Bug #3883
closedosd: leaks memory (possibly triggered by scrubbing) on argonaut
0%
Description
100MB/day reported by multiple users, both on 0.48 and 0.56.1.
Some correlation with scrubbing. Possibly specific to the RBD pool.
See ML thread 'Re: [0.48.3] OSD memory leak when scrubbing'
Files
Updated by Sage Weil about 11 years ago
- Subject changed from osd: new memory leak in wip-f? to osd: leaks memory (possibly triggered by scrubbing)
- Description updated (diff)
- Priority changed from High to Urgent
- Source changed from Development to Community (user)
Updated by Samuel Just about 11 years ago
The burnupi57 cluster (wip-f) does not appear to be leaking after all, the osds seem to have leveled off at around 350MB of memory. I left the profiler running for two days for osd.1 and the heap appears to have not grown at all in that time on osd.1. The burnupi 15 cluster running wip_bobtail_f (56 series) also does not appear to be leaking (still watching). Both appear to be scrubbing regularly.
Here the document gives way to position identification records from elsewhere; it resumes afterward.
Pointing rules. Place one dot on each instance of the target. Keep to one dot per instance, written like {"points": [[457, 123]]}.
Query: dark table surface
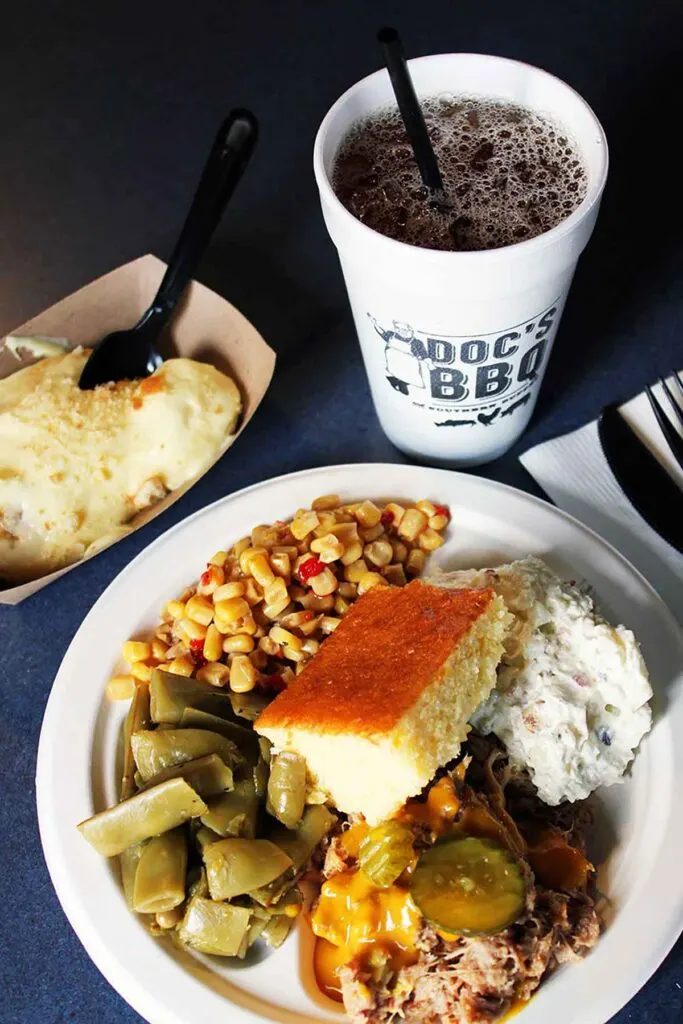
{"points": [[107, 111]]}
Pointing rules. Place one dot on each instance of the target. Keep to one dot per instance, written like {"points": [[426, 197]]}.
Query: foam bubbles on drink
{"points": [[509, 173]]}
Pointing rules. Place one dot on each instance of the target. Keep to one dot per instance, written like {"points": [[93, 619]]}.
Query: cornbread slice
{"points": [[386, 699]]}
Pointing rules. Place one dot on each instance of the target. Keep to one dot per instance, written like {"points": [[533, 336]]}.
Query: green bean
{"points": [[245, 739], [128, 863], [158, 750], [208, 775], [276, 931], [249, 706], [273, 893], [142, 816], [197, 883], [233, 813], [256, 927], [287, 788], [137, 718], [385, 852], [316, 822], [160, 879], [205, 836], [235, 866], [171, 694], [217, 929]]}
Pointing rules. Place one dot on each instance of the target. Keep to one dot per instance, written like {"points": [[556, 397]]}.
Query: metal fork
{"points": [[673, 437]]}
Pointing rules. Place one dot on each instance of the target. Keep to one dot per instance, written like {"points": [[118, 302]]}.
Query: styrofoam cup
{"points": [[456, 343]]}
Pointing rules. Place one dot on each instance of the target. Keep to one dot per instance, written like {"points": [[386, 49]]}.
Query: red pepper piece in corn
{"points": [[312, 566]]}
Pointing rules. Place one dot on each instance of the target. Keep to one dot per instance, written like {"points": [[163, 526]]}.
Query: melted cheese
{"points": [[76, 466]]}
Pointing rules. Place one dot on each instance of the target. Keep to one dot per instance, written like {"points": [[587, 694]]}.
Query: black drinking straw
{"points": [[412, 115]]}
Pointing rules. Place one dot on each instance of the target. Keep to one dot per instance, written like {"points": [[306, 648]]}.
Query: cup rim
{"points": [[526, 247]]}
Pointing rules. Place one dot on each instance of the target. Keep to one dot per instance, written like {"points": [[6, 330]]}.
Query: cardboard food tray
{"points": [[205, 328]]}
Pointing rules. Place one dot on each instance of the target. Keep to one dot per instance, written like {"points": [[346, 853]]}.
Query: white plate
{"points": [[642, 828]]}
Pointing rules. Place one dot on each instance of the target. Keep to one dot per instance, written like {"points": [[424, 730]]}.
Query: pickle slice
{"points": [[468, 886]]}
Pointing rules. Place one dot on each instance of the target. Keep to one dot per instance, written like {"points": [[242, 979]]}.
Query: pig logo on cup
{"points": [[449, 374]]}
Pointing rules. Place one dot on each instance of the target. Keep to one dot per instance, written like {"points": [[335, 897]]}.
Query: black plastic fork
{"points": [[672, 435]]}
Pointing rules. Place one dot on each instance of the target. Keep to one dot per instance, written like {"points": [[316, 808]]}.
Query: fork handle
{"points": [[229, 155]]}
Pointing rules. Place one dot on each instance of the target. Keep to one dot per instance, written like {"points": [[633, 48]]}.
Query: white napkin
{"points": [[574, 473]]}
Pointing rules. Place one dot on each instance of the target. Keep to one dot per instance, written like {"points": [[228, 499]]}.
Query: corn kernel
{"points": [[379, 553], [247, 555], [328, 548], [236, 588], [214, 673], [327, 521], [246, 625], [120, 687], [415, 562], [412, 524], [264, 537], [303, 524], [223, 628], [282, 564], [283, 637], [230, 610], [325, 583], [259, 567], [210, 580], [194, 630], [136, 650], [278, 607], [275, 591], [355, 570], [180, 634], [213, 644], [325, 503], [240, 644], [397, 512], [310, 627], [368, 536], [243, 674], [370, 580], [399, 550], [180, 666], [286, 549], [175, 609], [253, 593], [296, 619], [159, 649], [141, 671], [368, 514], [429, 540], [268, 646], [258, 658]]}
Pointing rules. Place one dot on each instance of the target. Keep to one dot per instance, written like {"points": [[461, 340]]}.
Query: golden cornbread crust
{"points": [[347, 688]]}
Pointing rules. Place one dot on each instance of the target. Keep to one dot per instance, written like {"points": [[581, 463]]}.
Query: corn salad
{"points": [[262, 607]]}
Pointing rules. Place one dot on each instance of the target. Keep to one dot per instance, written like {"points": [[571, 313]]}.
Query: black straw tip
{"points": [[387, 36]]}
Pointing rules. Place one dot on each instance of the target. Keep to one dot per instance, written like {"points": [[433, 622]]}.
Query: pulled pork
{"points": [[474, 980]]}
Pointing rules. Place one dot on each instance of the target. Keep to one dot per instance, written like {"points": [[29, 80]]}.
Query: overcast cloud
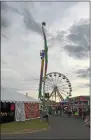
{"points": [[67, 32]]}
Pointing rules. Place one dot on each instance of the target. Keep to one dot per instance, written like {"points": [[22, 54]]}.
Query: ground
{"points": [[22, 127], [61, 128]]}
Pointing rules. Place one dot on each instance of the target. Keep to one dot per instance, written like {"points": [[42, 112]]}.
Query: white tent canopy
{"points": [[8, 95]]}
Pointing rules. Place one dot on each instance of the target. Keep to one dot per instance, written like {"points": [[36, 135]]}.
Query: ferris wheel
{"points": [[57, 85]]}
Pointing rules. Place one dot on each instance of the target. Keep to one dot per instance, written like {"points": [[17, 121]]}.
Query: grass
{"points": [[26, 126]]}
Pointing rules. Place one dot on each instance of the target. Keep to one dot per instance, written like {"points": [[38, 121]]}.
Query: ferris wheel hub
{"points": [[57, 85]]}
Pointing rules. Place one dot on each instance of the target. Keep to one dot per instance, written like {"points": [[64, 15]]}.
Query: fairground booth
{"points": [[15, 106]]}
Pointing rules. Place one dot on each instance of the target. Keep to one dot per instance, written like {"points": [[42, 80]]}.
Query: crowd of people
{"points": [[71, 111]]}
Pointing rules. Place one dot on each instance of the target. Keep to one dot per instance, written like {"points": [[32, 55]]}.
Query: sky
{"points": [[67, 31]]}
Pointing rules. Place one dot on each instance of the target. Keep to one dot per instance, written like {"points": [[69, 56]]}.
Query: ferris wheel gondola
{"points": [[57, 85]]}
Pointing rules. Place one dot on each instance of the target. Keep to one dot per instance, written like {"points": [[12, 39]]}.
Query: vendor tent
{"points": [[22, 102], [8, 95]]}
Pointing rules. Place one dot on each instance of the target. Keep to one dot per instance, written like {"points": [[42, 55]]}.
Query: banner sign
{"points": [[31, 110]]}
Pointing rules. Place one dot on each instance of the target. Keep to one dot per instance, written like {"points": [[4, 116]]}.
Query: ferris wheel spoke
{"points": [[48, 84], [48, 81]]}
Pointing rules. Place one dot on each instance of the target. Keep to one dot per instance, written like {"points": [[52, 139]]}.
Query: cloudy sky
{"points": [[67, 30]]}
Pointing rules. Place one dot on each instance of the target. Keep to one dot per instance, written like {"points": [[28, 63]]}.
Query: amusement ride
{"points": [[52, 85]]}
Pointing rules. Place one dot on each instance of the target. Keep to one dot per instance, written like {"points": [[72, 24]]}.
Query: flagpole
{"points": [[46, 62]]}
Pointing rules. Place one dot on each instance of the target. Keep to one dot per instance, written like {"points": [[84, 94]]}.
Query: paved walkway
{"points": [[61, 128]]}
Updated by Sylvain Munaut about 11 years ago
- File osd_mem_noscrub.png osd_mem_noscrub.png added
I disabled scrubbing using
ceph osd tell \* injectargs '--osd-scrub-min-interval 1000000'
ceph osd tell \* injectargs '--osd-scrub-max-interval 10000000'
and the leak seems to be gone.
See the graph with the OSD memory for the 12 osd processes over the last 3.5 days. Memory was rising every 24h. I did the change yesterday around 13h00 and OSDs stopped growing. OSD memory even seems to go down slowly by small blocks.
Updated by Wido den Hollander about 11 years ago
I've also started to see this and will try to get some heap profiling done to report back.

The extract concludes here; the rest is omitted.